I was so thankful for Sister Dues and her firm testimony. At the end, we could do nothing but invite him to try, to try again. To really find out if God is there. And we promised that an answer would come. In God's time.
 
I just want you all to know that I do know God lives! He is our Father and He loves us! And if there is anyone you know that is feeling sad today or needs a friend, go on over and sit next to them. Laugh together! Tell them that you love them. And they He does too. :)
 
Really quick-the "Happiness" sign story!
 
So Sister Dues and I were ready. We were bound for adventure into the wild blue, unexplored area of Nampyung. It was another region in our area where some of our less actives live that we'd never been to, and by golly, we were going to find them! According to the elders, there were less active members that hadn't been visited for over a year there. Definately time for a visit.

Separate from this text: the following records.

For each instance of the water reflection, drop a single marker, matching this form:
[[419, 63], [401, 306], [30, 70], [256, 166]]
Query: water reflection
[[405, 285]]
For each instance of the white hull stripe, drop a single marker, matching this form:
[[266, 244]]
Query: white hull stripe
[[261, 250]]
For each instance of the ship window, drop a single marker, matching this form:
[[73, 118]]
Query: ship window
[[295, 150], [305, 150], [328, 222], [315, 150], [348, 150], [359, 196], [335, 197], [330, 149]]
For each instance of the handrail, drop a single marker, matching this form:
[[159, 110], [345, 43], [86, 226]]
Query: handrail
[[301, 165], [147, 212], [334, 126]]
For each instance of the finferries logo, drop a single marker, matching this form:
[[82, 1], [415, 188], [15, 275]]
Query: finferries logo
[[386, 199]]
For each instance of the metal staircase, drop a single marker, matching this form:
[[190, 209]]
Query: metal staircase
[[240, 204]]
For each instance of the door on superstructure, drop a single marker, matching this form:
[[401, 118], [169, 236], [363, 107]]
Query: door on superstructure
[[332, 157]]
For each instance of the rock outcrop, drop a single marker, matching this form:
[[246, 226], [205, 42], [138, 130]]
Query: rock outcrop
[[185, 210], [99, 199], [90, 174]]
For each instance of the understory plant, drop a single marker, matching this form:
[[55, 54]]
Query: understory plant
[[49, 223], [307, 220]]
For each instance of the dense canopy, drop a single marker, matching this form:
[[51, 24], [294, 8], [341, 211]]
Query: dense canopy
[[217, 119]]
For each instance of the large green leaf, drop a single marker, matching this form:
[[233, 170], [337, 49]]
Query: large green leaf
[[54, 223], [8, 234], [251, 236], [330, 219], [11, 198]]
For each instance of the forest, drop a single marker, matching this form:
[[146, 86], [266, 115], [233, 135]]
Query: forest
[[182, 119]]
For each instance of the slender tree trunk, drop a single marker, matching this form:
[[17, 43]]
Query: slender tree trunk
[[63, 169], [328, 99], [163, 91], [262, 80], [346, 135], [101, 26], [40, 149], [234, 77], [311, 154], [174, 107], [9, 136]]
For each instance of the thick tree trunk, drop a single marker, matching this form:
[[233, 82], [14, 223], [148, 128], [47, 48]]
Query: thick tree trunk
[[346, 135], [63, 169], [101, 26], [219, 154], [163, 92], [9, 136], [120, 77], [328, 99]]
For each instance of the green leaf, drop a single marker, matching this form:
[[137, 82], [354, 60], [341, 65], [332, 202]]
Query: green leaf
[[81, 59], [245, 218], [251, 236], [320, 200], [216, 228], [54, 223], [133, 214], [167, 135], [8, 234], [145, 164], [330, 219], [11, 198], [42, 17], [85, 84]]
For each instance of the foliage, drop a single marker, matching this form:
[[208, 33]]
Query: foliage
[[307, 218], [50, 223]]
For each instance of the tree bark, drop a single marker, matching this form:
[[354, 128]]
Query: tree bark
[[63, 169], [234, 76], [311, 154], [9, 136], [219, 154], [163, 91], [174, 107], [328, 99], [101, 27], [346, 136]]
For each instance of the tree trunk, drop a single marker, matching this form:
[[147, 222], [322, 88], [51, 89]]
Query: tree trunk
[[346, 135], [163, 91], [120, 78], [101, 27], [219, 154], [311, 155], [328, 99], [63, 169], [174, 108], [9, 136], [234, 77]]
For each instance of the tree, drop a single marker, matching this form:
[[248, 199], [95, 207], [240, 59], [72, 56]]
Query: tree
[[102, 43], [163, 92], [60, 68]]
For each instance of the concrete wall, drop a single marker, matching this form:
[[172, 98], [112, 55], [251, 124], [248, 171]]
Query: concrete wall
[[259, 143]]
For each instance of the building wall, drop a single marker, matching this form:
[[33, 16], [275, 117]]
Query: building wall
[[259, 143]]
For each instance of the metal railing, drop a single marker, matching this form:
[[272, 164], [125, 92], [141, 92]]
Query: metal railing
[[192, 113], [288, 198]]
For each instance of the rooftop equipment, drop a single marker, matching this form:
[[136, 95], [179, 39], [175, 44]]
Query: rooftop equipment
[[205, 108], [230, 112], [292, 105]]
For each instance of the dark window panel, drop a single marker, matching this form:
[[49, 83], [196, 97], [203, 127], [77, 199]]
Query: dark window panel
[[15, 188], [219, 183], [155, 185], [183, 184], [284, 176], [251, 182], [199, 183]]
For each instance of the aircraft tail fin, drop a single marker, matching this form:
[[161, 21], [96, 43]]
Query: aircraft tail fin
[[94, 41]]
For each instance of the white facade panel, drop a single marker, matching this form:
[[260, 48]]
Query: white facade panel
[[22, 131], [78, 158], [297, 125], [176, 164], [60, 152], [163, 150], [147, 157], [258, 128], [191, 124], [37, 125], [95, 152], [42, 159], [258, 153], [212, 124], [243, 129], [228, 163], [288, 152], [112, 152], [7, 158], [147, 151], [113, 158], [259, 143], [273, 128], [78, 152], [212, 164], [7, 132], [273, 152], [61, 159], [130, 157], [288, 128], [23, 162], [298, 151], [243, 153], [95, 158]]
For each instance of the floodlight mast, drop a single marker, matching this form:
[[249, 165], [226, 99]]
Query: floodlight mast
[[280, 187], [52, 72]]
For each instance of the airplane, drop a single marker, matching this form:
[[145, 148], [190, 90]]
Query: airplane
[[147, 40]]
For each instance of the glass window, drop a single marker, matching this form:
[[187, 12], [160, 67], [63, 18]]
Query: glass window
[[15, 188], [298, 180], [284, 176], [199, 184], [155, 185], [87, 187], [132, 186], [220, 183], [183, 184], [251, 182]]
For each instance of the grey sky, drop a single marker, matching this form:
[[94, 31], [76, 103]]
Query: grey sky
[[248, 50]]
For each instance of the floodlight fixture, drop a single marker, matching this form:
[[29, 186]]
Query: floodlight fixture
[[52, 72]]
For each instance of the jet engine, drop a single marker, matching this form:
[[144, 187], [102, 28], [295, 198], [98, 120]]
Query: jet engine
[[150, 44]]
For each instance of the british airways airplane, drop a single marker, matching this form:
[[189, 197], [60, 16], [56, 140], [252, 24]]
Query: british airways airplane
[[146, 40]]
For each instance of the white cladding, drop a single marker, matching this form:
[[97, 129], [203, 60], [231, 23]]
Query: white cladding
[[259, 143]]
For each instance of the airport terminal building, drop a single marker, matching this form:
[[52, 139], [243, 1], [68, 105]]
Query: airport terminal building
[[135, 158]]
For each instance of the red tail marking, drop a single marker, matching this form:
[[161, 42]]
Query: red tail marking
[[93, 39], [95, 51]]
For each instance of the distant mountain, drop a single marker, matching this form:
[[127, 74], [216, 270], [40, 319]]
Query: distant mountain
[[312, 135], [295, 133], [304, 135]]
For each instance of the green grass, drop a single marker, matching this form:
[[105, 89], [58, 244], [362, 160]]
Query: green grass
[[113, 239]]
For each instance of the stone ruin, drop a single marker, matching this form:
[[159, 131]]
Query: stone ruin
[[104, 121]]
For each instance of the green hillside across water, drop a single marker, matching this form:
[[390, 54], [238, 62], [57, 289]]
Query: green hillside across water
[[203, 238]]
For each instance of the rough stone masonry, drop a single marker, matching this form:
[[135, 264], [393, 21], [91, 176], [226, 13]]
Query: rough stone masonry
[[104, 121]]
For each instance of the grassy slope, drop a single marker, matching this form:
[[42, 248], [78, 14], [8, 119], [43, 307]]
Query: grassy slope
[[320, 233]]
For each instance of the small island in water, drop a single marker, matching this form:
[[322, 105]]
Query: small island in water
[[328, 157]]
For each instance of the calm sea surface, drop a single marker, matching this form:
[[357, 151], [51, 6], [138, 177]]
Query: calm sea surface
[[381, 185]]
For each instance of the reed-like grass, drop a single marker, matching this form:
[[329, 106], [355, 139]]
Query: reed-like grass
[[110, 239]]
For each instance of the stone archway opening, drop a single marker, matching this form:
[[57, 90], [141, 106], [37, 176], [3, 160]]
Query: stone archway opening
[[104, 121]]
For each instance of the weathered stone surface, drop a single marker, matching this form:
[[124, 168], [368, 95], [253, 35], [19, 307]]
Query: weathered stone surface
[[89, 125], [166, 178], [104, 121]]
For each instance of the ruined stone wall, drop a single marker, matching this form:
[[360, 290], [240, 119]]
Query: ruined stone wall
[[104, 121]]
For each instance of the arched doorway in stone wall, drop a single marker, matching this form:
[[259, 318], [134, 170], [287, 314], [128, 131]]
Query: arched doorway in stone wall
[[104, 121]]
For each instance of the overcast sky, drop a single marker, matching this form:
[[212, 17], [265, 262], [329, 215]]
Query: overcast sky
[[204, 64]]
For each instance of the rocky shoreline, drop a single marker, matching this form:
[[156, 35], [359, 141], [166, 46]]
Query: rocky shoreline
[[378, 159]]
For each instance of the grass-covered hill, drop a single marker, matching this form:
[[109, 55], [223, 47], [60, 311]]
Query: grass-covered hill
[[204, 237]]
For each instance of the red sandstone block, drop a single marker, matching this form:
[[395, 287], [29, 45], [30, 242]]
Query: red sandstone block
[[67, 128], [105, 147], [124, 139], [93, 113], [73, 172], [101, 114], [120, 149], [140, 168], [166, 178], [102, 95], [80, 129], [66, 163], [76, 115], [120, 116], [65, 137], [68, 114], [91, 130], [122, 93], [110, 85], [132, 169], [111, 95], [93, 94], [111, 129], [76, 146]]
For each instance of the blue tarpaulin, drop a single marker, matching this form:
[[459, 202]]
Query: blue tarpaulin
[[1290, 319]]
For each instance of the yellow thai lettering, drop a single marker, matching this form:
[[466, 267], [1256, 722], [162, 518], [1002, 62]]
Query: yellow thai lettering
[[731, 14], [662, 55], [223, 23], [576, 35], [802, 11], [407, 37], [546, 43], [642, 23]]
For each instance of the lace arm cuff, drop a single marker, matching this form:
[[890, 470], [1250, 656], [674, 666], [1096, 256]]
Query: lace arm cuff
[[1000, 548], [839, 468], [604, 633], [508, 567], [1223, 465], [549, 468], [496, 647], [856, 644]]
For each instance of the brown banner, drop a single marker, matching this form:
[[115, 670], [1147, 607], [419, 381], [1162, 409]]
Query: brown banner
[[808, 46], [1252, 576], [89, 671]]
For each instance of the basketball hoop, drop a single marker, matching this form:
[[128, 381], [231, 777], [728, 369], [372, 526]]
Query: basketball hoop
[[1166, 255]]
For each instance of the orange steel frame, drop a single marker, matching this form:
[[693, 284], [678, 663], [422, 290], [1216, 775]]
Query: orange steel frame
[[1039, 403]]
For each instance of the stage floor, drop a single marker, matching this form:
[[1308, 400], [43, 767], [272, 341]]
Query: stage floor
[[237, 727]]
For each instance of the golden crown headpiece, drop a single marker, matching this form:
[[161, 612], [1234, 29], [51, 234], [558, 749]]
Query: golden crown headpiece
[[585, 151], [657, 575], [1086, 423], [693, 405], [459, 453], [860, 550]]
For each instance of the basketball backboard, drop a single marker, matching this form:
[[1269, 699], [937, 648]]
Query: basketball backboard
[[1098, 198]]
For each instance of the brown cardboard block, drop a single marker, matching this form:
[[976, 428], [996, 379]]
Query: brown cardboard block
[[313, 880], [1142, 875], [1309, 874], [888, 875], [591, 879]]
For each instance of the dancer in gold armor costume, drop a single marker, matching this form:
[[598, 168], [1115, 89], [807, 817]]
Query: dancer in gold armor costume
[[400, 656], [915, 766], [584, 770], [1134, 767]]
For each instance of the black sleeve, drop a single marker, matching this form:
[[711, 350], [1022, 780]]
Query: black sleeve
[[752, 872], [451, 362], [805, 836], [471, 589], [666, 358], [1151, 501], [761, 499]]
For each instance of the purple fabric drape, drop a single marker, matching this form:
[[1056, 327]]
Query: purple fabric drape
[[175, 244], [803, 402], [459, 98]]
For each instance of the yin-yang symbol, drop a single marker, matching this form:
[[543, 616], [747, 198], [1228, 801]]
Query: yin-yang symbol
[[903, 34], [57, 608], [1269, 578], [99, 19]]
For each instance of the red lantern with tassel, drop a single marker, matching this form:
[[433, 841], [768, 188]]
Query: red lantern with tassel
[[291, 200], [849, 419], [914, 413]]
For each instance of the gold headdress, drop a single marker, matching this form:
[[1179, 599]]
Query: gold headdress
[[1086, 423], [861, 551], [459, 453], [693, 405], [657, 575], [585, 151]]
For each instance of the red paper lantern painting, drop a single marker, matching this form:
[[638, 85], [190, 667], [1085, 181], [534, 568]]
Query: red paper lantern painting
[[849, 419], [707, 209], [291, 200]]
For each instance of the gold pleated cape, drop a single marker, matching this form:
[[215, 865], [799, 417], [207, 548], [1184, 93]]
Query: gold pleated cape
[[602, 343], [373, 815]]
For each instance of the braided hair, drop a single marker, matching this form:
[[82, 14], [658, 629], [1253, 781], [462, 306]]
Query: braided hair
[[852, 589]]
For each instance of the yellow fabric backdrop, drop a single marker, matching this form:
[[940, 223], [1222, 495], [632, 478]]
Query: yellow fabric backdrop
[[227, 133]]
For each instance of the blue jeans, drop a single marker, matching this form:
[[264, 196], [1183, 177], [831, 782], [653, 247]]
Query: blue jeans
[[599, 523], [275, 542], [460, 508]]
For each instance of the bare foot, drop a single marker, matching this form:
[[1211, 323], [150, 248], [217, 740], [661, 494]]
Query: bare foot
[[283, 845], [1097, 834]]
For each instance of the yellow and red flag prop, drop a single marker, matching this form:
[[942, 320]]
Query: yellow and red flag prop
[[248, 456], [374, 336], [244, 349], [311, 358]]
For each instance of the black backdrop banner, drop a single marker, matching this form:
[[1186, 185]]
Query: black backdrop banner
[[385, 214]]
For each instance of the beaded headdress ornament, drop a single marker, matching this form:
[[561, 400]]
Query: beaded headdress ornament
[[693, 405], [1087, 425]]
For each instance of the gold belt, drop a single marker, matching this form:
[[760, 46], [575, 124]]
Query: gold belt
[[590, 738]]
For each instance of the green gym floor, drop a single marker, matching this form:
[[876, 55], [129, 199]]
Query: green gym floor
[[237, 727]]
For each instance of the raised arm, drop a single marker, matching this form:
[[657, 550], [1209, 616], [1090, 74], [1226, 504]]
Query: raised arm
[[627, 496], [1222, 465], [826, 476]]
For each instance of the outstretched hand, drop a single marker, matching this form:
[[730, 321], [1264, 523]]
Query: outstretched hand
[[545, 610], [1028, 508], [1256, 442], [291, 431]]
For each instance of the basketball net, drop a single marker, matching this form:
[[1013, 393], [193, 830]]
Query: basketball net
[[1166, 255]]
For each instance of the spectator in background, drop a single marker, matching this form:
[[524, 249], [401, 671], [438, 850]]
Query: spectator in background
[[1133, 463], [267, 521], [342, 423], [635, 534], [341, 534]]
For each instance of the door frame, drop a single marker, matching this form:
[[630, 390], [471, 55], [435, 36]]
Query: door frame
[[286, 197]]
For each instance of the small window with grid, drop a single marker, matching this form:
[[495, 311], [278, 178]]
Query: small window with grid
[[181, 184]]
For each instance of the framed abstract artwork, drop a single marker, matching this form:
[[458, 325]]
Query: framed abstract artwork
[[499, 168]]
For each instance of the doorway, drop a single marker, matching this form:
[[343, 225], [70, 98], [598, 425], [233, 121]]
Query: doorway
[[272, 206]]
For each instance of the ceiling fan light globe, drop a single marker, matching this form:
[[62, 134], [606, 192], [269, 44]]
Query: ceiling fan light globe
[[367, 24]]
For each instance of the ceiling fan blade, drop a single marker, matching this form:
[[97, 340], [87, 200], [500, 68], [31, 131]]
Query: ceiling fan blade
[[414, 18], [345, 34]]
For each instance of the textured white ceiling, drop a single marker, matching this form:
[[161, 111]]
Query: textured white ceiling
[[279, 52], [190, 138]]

We'd planned to find and prosylte and look for houses all day, so we packed two peanut butter sandwitches and a map we'd gotten from City Hall. Then we went to the church to copy some of our English program flyers and met the elders there, heading out to explore another area-Yo Sang Po- that'd we'd also not been to before. Somehow we convinced them to come with us so we'd be safer or something (I think Elder Hall had been there once before, and it ended up being a good thing we brought him) so after a quick haircut (it'd been closed for ChuSeok) we hopped on a bus and headed out to the countryside.
 
Make a long story short, after finding our way to the district office and playing with their electronic map/taking videos and pictures of where our less actives live, we got off on the right stop, but kept walking past it and got lost for a coulple of ours. Walking on the side of the road, with huge semi type trucks rushing by and nearly killing our trail of four poor lost forigners. We'd eaten our sandwitches hours ago, it was 5:30pm and the elders hadn't brought anything at all. Elder Hunter kept looking for a convenience store of anykind and kept making jokes about asking for snacks. I ended up giving him our last piece of bread. We were all dying.
We asked a man if we were in the right area. We weren't.
At that point, most everyone was ready to throw in the towel. We'd been able to find our one less active. We could come back and search another day. But I pushed them. I said let's give it one more shot. So we got on the bus again, and got off again at the right stop. It's where we found the "Happiness" sign.
 
We walked down the road and 15 minutes later, we found it! God love su!